Photos featured in the exhibit are by both notable and amateur photographers and include thematic images, portraits of recognizable Black figures, such as Frederick Douglass, W.E.B. DuBois and Rosa Parks, and depictions of average Black Americans in everyday situations, such as buying groceries.

According to NMAAHC Founding Director, Lonnie Bunch, the changing exhibition program makes more of the museum’s collection accessible to the public.

“We want people to understand the complexities and nuances of the people in these photographs,” Bunch told reporters at the exhibit preview, May 2.  “When I wander through this exhibition, I am captured by scope of history that is displayed and how these images convey so much of the hopes and the heartaches that have shaped America.”

Perhaps most telling within the exhibit are photos of children, whose personhood, historically has been conscripted or firmly attached to that of their parents.  From the works of celebrated photographers like Joe Schwartz, Leonard Freed and Jamel Shabazz, Black children gain both autonomy, humanity, and the often-overlooked frailty associated with childhood, according to Bunch.

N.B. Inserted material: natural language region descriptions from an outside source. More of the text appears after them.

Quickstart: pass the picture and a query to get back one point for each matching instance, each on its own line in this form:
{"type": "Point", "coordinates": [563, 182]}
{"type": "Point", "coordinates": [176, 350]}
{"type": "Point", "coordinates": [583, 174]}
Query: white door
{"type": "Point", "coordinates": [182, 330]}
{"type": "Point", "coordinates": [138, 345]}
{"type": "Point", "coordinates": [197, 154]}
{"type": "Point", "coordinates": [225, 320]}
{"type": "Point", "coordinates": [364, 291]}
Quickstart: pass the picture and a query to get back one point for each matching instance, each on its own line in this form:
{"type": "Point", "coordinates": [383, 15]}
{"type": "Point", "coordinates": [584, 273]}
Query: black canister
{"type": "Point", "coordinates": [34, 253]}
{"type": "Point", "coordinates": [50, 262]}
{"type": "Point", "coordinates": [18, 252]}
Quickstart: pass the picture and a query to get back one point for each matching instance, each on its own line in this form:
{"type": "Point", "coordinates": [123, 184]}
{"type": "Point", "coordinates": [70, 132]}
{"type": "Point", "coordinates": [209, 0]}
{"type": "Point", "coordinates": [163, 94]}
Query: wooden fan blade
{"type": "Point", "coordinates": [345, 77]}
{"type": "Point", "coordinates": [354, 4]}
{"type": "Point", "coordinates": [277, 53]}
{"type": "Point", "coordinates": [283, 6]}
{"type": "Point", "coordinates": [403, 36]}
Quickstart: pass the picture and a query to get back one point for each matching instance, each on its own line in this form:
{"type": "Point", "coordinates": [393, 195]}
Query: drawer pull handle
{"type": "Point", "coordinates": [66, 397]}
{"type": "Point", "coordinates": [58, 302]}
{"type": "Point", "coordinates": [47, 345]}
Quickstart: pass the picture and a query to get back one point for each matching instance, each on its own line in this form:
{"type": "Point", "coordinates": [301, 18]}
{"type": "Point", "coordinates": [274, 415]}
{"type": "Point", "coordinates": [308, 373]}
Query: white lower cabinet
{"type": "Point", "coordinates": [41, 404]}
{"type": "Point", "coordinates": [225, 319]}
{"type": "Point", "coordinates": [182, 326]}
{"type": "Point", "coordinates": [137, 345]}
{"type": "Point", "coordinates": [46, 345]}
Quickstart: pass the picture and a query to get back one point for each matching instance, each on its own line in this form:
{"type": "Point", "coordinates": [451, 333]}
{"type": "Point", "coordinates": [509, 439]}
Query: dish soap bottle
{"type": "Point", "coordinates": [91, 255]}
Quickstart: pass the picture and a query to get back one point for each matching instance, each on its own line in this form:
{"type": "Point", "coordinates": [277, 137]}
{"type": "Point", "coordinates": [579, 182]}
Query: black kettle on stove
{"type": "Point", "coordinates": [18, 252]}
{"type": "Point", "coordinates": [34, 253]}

Supervisory Museum Curator of Collections, Michele Gates Moresi said that through the development of a book series in conjunction with the exhibit photos Black children fell into the historical, cultural and community aspects of the series, leading to a book dedicated to images of Black children.

“We wanted to make sure they were not just cute pictures, but a book in which we could talk about how we have engaged with children over the years and how it is still very meaningful,” Moresi told the AFRO.  “Another thing that comes through with the exhibit is the level of engagement of children in activism.”

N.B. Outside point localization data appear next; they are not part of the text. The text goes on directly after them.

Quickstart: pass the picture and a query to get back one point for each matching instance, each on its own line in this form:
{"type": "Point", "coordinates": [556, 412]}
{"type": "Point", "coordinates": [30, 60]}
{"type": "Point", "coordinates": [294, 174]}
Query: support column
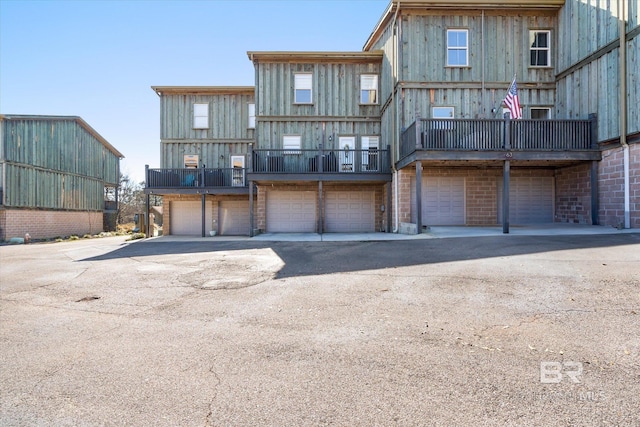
{"type": "Point", "coordinates": [204, 214]}
{"type": "Point", "coordinates": [251, 207]}
{"type": "Point", "coordinates": [506, 172]}
{"type": "Point", "coordinates": [320, 209]}
{"type": "Point", "coordinates": [419, 196]}
{"type": "Point", "coordinates": [388, 208]}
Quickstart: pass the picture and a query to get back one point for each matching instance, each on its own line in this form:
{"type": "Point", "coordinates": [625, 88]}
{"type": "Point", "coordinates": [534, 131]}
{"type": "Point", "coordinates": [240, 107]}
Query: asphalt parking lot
{"type": "Point", "coordinates": [530, 330]}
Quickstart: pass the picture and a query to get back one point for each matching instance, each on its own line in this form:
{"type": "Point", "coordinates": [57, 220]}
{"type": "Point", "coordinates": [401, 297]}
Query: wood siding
{"type": "Point", "coordinates": [311, 133]}
{"type": "Point", "coordinates": [591, 84]}
{"type": "Point", "coordinates": [505, 51]}
{"type": "Point", "coordinates": [335, 90]}
{"type": "Point", "coordinates": [211, 154]}
{"type": "Point", "coordinates": [228, 133]}
{"type": "Point", "coordinates": [58, 145]}
{"type": "Point", "coordinates": [228, 117]}
{"type": "Point", "coordinates": [36, 188]}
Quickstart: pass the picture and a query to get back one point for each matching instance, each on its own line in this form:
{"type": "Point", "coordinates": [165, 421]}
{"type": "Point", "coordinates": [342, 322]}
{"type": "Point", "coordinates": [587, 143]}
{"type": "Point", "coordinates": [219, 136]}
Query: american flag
{"type": "Point", "coordinates": [512, 102]}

Moresi points to one example of by Ernest C. Withers, called “First Day of Memphis Integration,” showing smiling and excited children peering from the backseat window of a car in 1961.

“It just looks like average kids on their way to their first day of school, but the reality was that for the first several weeks of that year, those kids had to be escorted by armed police to school,” Moresi said.  “When you think about the context of the photo – they are not just cute kids, you want to know what happened to them.  What they experienced, and what their parents had to do to get them prepared to integrate a school.”

In many respects, the power of the children’s photos, when coupled with those of elders – like Sharon Farmer’s iconic photo of 97-year-old Beatrice Fergerson showing off her hula hooping skills – champion those behind the lens with breaking through the masks lamented in works by poets such as Maya Angelou and Paul Lawrence Dunbar.

Farmer, who served as the first Black female White House staff photographer under Bill Clinton, was joined by other legendary photographers, Roy Lewis, John Pinderhughes, and Milton Williams.

Lewis, who worked for years at Chicago’s Johnson’s Publishing capturing the tumultuous and tremendous within the Civil Rights Movement, said he was once told by a Brazilian sociologist that taking photos immortalizes a spirit, causing some to shy away from being photographed.  But more often, Lewis said, the lens exposes hidden stories.

“There are times when you can take a photo of a person, where they do not recognize themselves.  For instance, you can take picture of a young girl, but she appears – in subtle ways – as a woman.  You can see the woman she will be in the image,” Lewis told the AFRO.  “More than a Picture is the perfect name for the exhibition because there are often many more things about a person revealed in images than they will ever say of themselves.”

In addition to telling untold stories, the exhibit, according to Rex M. Ellis, associate director for Curatorial Affairs, promises to depict love, despair, joy, and conflict across generations, in the process, more fully documenting variations within Black culture.

“We are trying to show the diversity of African-American life and we are trying to show the promise of those lives, and the passion that those lives are.  It is so important that visitors see multidimensional people who don’t all think just one thought, but think a variety of things over various stages in their lives – especially youngsters,” Ellis told the AFRO.